Reform beyond rhetoric: Can the July Charter deliver change?

Sayrul Kabir Khan

Sayrul Kabir Khan

Publish: 06 Nov 2025, 04:56 PM

Reform beyond rhetoric: Can the July Charter deliver change?

The question of reform has returned to Bangladesh as the defining test of its democratic future.

Reform has long been the country’s favorite word and its deepest wound. Everyone invokes it; few define it.

Are Bangladeshis calling for a revolution in the nation’s political foundations–or for something subtler but harder–a moral and institutional reckoning with how power is exercised?

The distinction matters. Bangladesh has already lived through its grand moments of reinvention.

The liberation of 1971 secured sovereignty. Ziaur Rahman’s ascent in 1975 forged an ideological identity under “Bangladeshi nationalism.” Begum Khaleda Zia’s tenure restored parliamentary democracy.

These were revolutions of structure and vision, the kind that redraw nations.

Today’s call is different. The new demand is not for independence or ideology, but for integrity. The uprising of July 2024 made that unmistakable.

It was less a revolt for power than a rebellion for principles–good governance and dignity in public life.

Out of that movement emerged the Consensus Commission under Professor Muhammad Yunus, culminating in the “July Charter” of October 17, 2025–a blueprint for democratic renewal.

But amid the applause lies a sober question: can reform dictated from the top, through commissions, charters, and committees, ever substitute for reform born of civic participation and public trust?

Bangladesh’s history suggests otherwise. The caretaker regime of 2007–08 made a similar promise, launching an ambitious “dialogue” that quickly collapsed under its own cynicism.

Then, as now, reform was performed more than practiced. Dialogue became theatre; politics, choreography.

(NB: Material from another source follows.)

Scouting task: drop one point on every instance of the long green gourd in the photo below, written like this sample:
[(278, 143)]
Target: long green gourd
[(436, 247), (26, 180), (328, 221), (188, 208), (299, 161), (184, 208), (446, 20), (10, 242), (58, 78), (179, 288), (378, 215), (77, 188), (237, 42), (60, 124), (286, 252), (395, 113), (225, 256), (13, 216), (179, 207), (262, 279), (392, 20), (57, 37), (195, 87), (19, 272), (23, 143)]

Transparency and trust–the raw material of real change–were conspicuously absent.

Old wine in an unnecessary new bottle

That pattern risks repeating itself. The Consensus Commission may have met with all the right people, but many believe it has ignored the intellectual scaffolding already built–Ziaur Rahman’s 19 Points, Khaleda Zia’s Vision 20–30, and Tarique Rahman’s 31-Point State Reform Plan.

These were detailed frameworks for governance, decentralization, and citizen empowerment.

To discard them is to erase the political memory of a nation still trying to reconcile its ideals with its institutions.

For the Bangladesh Nationalist Party, one of the country’s original custodians of the reform narrative, frustration has turned into vindication.

As Mirza Fakhrul Islam Alamgir noted recently, a year of dialogue has produced little more than illusion.

His charge that the process was “farcical and deceitful” may sound severe, but it captures a familiar national ailment: Bangladesh’s chronic inability to translate reform rhetoric into reform reality.

The true test of reform lies not in the eloquence of a charter but in the courage to enact it. A credible process demands that political parties be treated as partners, not spectators.

It requires space for dissent, not punishment for it. Above all, it must convert popular aspiration into measurable institutional change.

Without that, reform becomes what it too often has been–an exercise in elite self-assurance, a dialogue of the powerful conducted in the name of the powerless.

Breaking from this cycle–from the unfulfilled promises of 1/11 to the untested pledges of the July Charter–requires something Bangladesh’s politics has long lacked: trust.

Trust between rulers and ruled, between parties and people, between ideals and institutions.

Reform, in its truest sense, is not a document to be signed but a confidence to be rebuilt.

Until that confidence is restored through transparent, participatory, and people-centered politics, every new “charter of change” will remain just another chapter in Bangladesh’s long chronicle of reform without renewal.